In June 2010, Steve Jobs talked about the post-PC era
“When we were an agrarian nation, all cars were trucks. But as people moved more towards urban centers, people started to get into cars. I think PCs are going to be like trucks. Less people will need them. And this transformation is going to make some people uneasy… because the PC has taken us a long way. They were amazing. But it changes. Vested interests are going to change. And, I think we’ve embarked on that change. Is it the iPad? Who knows? Will it be next year or five years? … We like to talk about the post-PC era, but when it really starts to happen, it’s uncomfortable.”

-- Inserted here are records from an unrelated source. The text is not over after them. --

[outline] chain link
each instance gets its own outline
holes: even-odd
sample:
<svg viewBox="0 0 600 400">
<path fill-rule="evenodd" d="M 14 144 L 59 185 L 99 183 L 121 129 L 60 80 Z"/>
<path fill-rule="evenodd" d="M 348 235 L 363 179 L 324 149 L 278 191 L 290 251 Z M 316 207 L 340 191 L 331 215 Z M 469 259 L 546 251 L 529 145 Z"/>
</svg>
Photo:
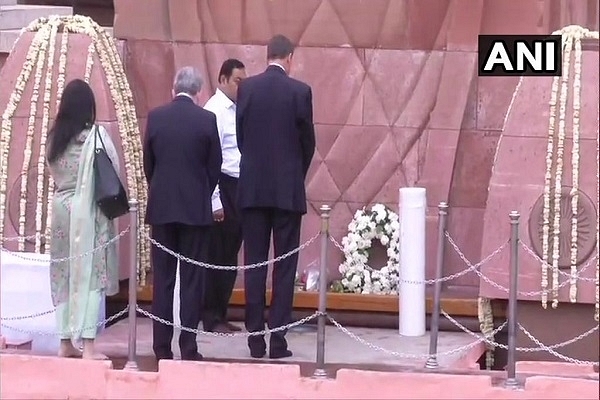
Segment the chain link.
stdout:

Jobs knew it would be uncomfortable for his own Mac unit, as iPads started to cannibalize them, but he said it anyways.
I have been waiting for an enterprise executive to step up and say something similar: We have entered the Post On-Premise Era.
But it is awfully tough
Look at Microsoft which has sunk billions into its Azure cloud. But look at the wimpy way it gets announced. Ed Bott at ZDNet has to highlight in bold You can no longer buy Office, Microsoft’s flagship product, on removable media.
Look at IBM which talks clouds in so much of its marketing. But look closer and there are proprietary data centers masquerading as “private clouds”

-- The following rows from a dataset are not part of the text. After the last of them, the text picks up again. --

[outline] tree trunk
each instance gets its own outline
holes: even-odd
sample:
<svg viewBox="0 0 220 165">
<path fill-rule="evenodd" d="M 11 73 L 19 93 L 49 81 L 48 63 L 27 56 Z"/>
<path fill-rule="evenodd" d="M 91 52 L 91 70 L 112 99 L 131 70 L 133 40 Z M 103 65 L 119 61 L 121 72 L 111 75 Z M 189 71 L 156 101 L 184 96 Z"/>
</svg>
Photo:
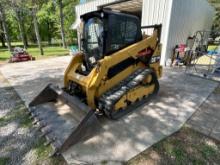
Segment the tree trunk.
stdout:
<svg viewBox="0 0 220 165">
<path fill-rule="evenodd" d="M 47 21 L 47 41 L 48 41 L 48 45 L 51 45 L 51 31 L 50 31 L 50 22 Z"/>
<path fill-rule="evenodd" d="M 2 21 L 2 27 L 3 27 L 3 31 L 4 31 L 4 34 L 5 34 L 5 39 L 6 39 L 6 42 L 7 42 L 8 50 L 10 52 L 12 52 L 11 40 L 10 40 L 10 36 L 9 36 L 9 33 L 8 33 L 8 27 L 7 27 L 6 18 L 5 18 L 5 11 L 4 11 L 3 7 L 1 6 L 1 4 L 0 4 L 0 18 L 1 18 L 1 21 Z"/>
<path fill-rule="evenodd" d="M 1 35 L 0 35 L 0 40 L 1 40 L 1 43 L 2 43 L 2 47 L 6 47 L 6 45 L 5 45 L 4 33 L 1 33 Z"/>
<path fill-rule="evenodd" d="M 0 22 L 0 40 L 1 40 L 1 43 L 2 43 L 2 47 L 6 47 L 4 33 L 3 33 L 2 29 L 3 29 L 2 22 Z"/>
<path fill-rule="evenodd" d="M 62 44 L 64 48 L 67 48 L 65 41 L 65 32 L 64 32 L 64 16 L 63 16 L 63 1 L 59 0 L 59 10 L 60 10 L 60 31 L 62 37 Z"/>
<path fill-rule="evenodd" d="M 16 17 L 17 17 L 17 20 L 18 20 L 18 27 L 19 27 L 20 34 L 21 34 L 21 39 L 22 39 L 24 48 L 27 49 L 25 36 L 24 36 L 25 35 L 24 25 L 23 25 L 24 23 L 23 23 L 22 18 L 21 18 L 21 13 L 20 13 L 20 11 L 18 11 L 19 9 L 15 8 L 14 10 L 15 10 Z"/>
<path fill-rule="evenodd" d="M 36 34 L 37 44 L 40 49 L 40 54 L 44 55 L 44 51 L 41 45 L 41 38 L 39 34 L 39 28 L 38 28 L 38 22 L 37 22 L 37 16 L 36 16 L 36 8 L 33 8 L 32 13 L 33 13 L 34 30 Z"/>
<path fill-rule="evenodd" d="M 24 24 L 23 24 L 23 26 L 24 26 Z M 25 45 L 28 47 L 29 46 L 29 44 L 28 44 L 28 38 L 27 38 L 27 34 L 26 34 L 26 30 L 25 30 L 25 27 L 24 27 L 24 42 L 25 42 Z"/>
<path fill-rule="evenodd" d="M 21 24 L 22 28 L 24 29 L 24 42 L 25 42 L 25 45 L 28 47 L 28 39 L 27 39 L 27 33 L 26 33 L 26 29 L 25 29 L 25 26 L 24 26 L 24 19 L 22 19 L 22 24 Z"/>
</svg>

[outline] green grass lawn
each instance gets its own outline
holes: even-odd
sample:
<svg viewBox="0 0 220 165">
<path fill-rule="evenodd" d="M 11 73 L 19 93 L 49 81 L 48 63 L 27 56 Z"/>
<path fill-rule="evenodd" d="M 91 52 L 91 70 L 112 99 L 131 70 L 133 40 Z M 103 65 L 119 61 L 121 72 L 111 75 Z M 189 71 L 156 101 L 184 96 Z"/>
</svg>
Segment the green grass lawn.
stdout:
<svg viewBox="0 0 220 165">
<path fill-rule="evenodd" d="M 220 164 L 220 142 L 184 126 L 131 159 L 127 165 Z"/>
<path fill-rule="evenodd" d="M 63 56 L 67 55 L 69 53 L 68 49 L 64 49 L 59 46 L 44 46 L 44 55 L 40 55 L 40 51 L 38 47 L 30 47 L 27 49 L 27 52 L 31 54 L 32 56 L 39 58 L 46 58 L 49 56 Z M 7 50 L 7 48 L 1 48 L 0 47 L 0 61 L 8 60 L 10 57 L 10 52 Z"/>
</svg>

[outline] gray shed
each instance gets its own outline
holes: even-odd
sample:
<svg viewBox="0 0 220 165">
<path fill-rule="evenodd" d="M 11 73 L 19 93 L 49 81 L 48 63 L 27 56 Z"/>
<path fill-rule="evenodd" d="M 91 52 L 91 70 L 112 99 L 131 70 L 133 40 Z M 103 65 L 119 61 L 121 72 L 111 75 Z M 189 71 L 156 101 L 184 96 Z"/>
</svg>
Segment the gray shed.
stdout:
<svg viewBox="0 0 220 165">
<path fill-rule="evenodd" d="M 162 23 L 162 65 L 175 45 L 185 43 L 198 30 L 210 30 L 215 14 L 207 0 L 84 0 L 75 7 L 77 19 L 72 28 L 77 28 L 80 15 L 100 8 L 133 12 L 141 17 L 142 26 Z"/>
</svg>

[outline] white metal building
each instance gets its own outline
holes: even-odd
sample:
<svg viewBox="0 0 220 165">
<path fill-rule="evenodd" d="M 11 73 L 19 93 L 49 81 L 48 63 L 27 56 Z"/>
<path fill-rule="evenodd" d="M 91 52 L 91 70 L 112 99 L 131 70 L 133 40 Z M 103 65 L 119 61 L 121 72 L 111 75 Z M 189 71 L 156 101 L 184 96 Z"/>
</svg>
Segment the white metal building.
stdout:
<svg viewBox="0 0 220 165">
<path fill-rule="evenodd" d="M 215 14 L 207 0 L 90 0 L 76 6 L 73 28 L 79 24 L 80 15 L 100 8 L 133 12 L 141 17 L 142 26 L 162 23 L 163 65 L 175 45 L 185 43 L 198 30 L 209 30 Z"/>
</svg>

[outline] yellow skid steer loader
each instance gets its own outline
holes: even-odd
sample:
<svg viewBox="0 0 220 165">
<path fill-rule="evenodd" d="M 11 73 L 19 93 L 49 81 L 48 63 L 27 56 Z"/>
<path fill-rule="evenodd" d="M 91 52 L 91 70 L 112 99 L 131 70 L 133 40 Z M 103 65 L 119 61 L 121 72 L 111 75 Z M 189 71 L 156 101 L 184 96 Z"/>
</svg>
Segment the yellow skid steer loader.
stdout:
<svg viewBox="0 0 220 165">
<path fill-rule="evenodd" d="M 62 153 L 93 135 L 98 117 L 119 119 L 159 90 L 161 25 L 141 27 L 131 14 L 99 10 L 81 16 L 81 52 L 61 89 L 49 84 L 30 104 L 39 129 Z M 151 36 L 142 29 L 153 28 Z"/>
</svg>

Look at SAP. Co CEO Bill McDermott said this about NetSuite 3 years ago “When Business by Design (SAP’s cloud offering) is coming at them like a 99-mile-an-hour fastball, let’s see how tough they are”. But even in 2012, cloud revenues were barely 2% of their total revenues.

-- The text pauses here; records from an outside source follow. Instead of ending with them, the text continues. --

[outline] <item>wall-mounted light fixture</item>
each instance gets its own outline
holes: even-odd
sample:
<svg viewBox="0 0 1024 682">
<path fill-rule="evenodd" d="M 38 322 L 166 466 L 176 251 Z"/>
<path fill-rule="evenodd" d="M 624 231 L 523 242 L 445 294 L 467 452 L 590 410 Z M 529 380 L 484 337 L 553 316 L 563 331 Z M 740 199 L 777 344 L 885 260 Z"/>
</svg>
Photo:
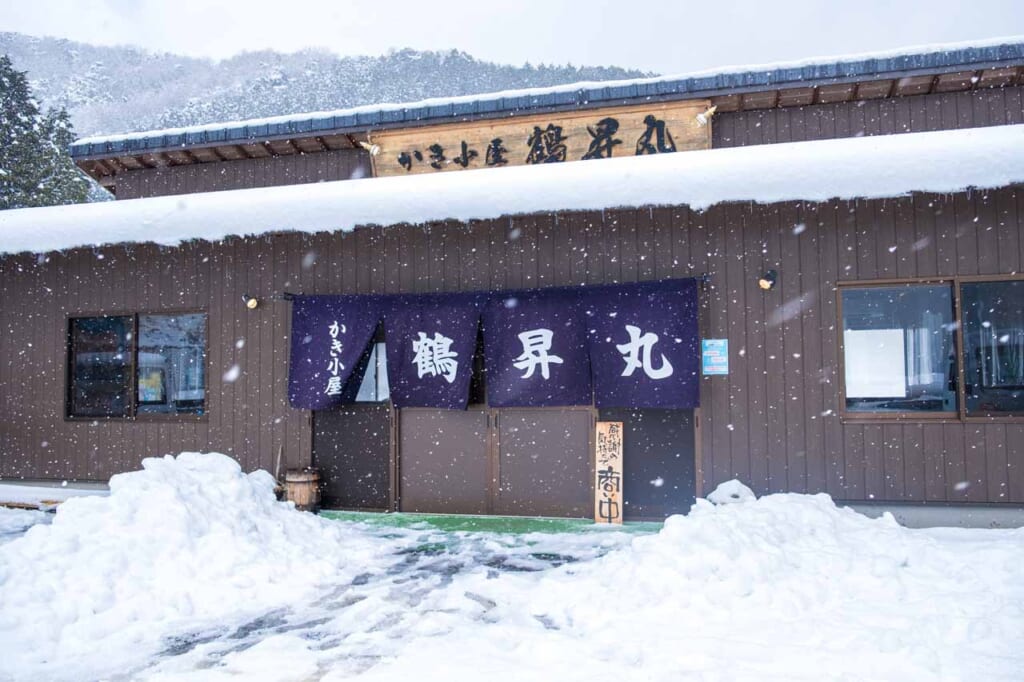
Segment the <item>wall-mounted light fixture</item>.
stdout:
<svg viewBox="0 0 1024 682">
<path fill-rule="evenodd" d="M 260 300 L 255 296 L 250 296 L 249 294 L 242 294 L 242 303 L 244 303 L 245 307 L 249 310 L 256 310 L 256 308 L 260 306 Z"/>
<path fill-rule="evenodd" d="M 359 140 L 359 146 L 370 152 L 370 156 L 377 156 L 380 154 L 380 145 L 374 144 L 373 142 L 367 142 L 366 140 Z"/>
<path fill-rule="evenodd" d="M 711 117 L 715 115 L 716 111 L 718 111 L 718 106 L 712 105 L 705 109 L 704 111 L 697 114 L 697 125 L 703 128 L 708 123 L 711 123 Z"/>
<path fill-rule="evenodd" d="M 774 270 L 769 270 L 758 278 L 757 286 L 761 287 L 765 291 L 771 291 L 775 288 L 775 282 L 777 282 L 778 279 L 779 273 Z"/>
</svg>

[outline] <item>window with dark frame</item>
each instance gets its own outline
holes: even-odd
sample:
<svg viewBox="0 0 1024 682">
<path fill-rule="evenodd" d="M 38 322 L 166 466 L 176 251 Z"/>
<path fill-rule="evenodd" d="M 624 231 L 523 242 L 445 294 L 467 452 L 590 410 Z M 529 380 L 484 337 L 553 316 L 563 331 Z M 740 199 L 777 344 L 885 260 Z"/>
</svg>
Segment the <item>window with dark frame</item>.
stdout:
<svg viewBox="0 0 1024 682">
<path fill-rule="evenodd" d="M 849 418 L 1024 416 L 1024 279 L 844 283 Z"/>
<path fill-rule="evenodd" d="M 71 320 L 69 416 L 129 416 L 132 328 L 131 317 Z"/>
<path fill-rule="evenodd" d="M 844 287 L 842 311 L 847 412 L 956 412 L 950 285 Z"/>
<path fill-rule="evenodd" d="M 1024 414 L 1024 280 L 960 285 L 968 416 Z"/>
<path fill-rule="evenodd" d="M 205 313 L 72 318 L 67 415 L 202 415 L 206 354 Z"/>
</svg>

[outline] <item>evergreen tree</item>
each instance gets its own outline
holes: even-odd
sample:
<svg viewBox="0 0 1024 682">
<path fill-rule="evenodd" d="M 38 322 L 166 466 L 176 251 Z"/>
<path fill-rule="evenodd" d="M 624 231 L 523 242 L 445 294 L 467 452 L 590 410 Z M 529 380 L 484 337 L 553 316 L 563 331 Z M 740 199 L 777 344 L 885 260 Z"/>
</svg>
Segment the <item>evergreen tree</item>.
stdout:
<svg viewBox="0 0 1024 682">
<path fill-rule="evenodd" d="M 82 203 L 89 181 L 68 154 L 64 109 L 43 113 L 28 79 L 0 55 L 0 209 Z"/>
</svg>

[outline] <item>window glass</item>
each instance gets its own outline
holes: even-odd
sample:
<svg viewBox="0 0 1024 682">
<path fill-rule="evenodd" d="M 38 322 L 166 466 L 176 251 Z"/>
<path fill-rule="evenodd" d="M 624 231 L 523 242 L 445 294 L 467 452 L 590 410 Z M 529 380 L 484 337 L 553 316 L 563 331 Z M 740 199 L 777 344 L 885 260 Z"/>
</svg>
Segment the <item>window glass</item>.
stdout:
<svg viewBox="0 0 1024 682">
<path fill-rule="evenodd" d="M 363 380 L 356 394 L 357 403 L 385 402 L 391 396 L 388 387 L 388 356 L 384 343 L 370 344 L 370 357 L 366 363 Z"/>
<path fill-rule="evenodd" d="M 71 416 L 130 414 L 131 334 L 131 317 L 71 320 Z"/>
<path fill-rule="evenodd" d="M 139 414 L 202 414 L 206 316 L 139 315 Z"/>
<path fill-rule="evenodd" d="M 1024 281 L 960 287 L 967 414 L 1024 413 Z"/>
<path fill-rule="evenodd" d="M 487 373 L 484 366 L 484 330 L 476 332 L 476 350 L 473 353 L 473 374 L 469 379 L 469 404 L 487 404 Z"/>
<path fill-rule="evenodd" d="M 842 289 L 846 409 L 956 411 L 952 287 Z"/>
</svg>

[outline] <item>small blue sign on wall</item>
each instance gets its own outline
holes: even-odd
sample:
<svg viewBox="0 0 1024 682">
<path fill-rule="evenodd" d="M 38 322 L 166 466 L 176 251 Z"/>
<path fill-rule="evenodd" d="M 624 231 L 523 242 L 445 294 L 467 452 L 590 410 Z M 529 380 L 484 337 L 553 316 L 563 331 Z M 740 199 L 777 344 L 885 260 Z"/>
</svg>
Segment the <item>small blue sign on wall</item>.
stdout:
<svg viewBox="0 0 1024 682">
<path fill-rule="evenodd" d="M 729 339 L 701 339 L 701 373 L 714 376 L 729 373 Z"/>
</svg>

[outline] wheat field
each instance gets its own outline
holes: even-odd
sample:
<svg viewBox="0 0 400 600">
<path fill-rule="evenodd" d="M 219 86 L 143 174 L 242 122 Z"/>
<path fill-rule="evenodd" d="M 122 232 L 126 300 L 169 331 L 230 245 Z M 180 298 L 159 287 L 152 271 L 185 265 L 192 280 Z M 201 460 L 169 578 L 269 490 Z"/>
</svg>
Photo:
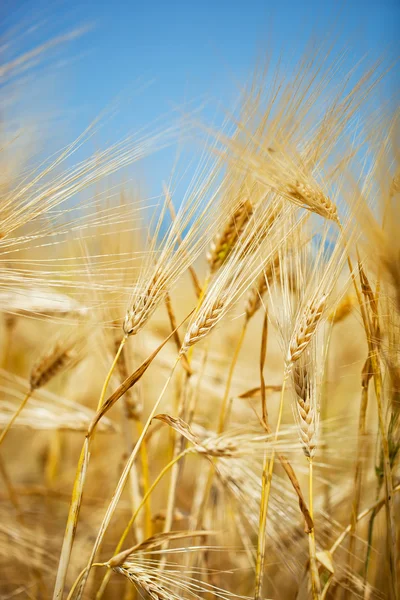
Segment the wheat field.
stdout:
<svg viewBox="0 0 400 600">
<path fill-rule="evenodd" d="M 338 61 L 81 161 L 5 111 L 1 599 L 400 596 L 399 120 Z"/>
</svg>

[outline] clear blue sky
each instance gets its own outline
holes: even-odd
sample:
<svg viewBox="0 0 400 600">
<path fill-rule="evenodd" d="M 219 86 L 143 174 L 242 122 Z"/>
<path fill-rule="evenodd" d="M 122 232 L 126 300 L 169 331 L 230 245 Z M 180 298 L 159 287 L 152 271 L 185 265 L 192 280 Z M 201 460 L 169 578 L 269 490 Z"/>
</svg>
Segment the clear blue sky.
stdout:
<svg viewBox="0 0 400 600">
<path fill-rule="evenodd" d="M 290 65 L 311 37 L 337 38 L 338 48 L 348 49 L 349 66 L 367 53 L 395 57 L 400 2 L 3 0 L 0 17 L 2 33 L 15 25 L 17 33 L 37 26 L 18 42 L 20 49 L 90 26 L 54 51 L 51 75 L 42 76 L 40 90 L 39 77 L 33 79 L 27 99 L 48 123 L 64 125 L 57 131 L 65 142 L 117 98 L 118 114 L 105 126 L 104 139 L 123 136 L 185 101 L 206 99 L 211 115 L 218 103 L 230 106 L 266 52 L 273 49 Z M 396 81 L 397 68 L 387 83 L 391 93 Z M 162 158 L 153 166 L 161 174 L 165 165 Z"/>
</svg>

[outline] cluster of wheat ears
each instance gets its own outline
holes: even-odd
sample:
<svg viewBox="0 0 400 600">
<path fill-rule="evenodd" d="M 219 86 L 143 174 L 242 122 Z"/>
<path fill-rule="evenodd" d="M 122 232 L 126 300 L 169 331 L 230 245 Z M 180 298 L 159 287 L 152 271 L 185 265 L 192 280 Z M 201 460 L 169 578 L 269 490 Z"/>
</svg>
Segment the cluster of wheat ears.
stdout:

Look at Oracle. I was pleased to see them take on Forrester’s recent report on Fusion. But look closer and you see the hedge of “co-existence” strategy with older Oracle apps.
As Steve Jobs said transitions are uncomfortable. But better if our big players step up and start talking about the post-on-premise era. Because Marc Benioff, Dave Duffield, Zach Nelson, Jeff Bezos are not about to stop talking about it.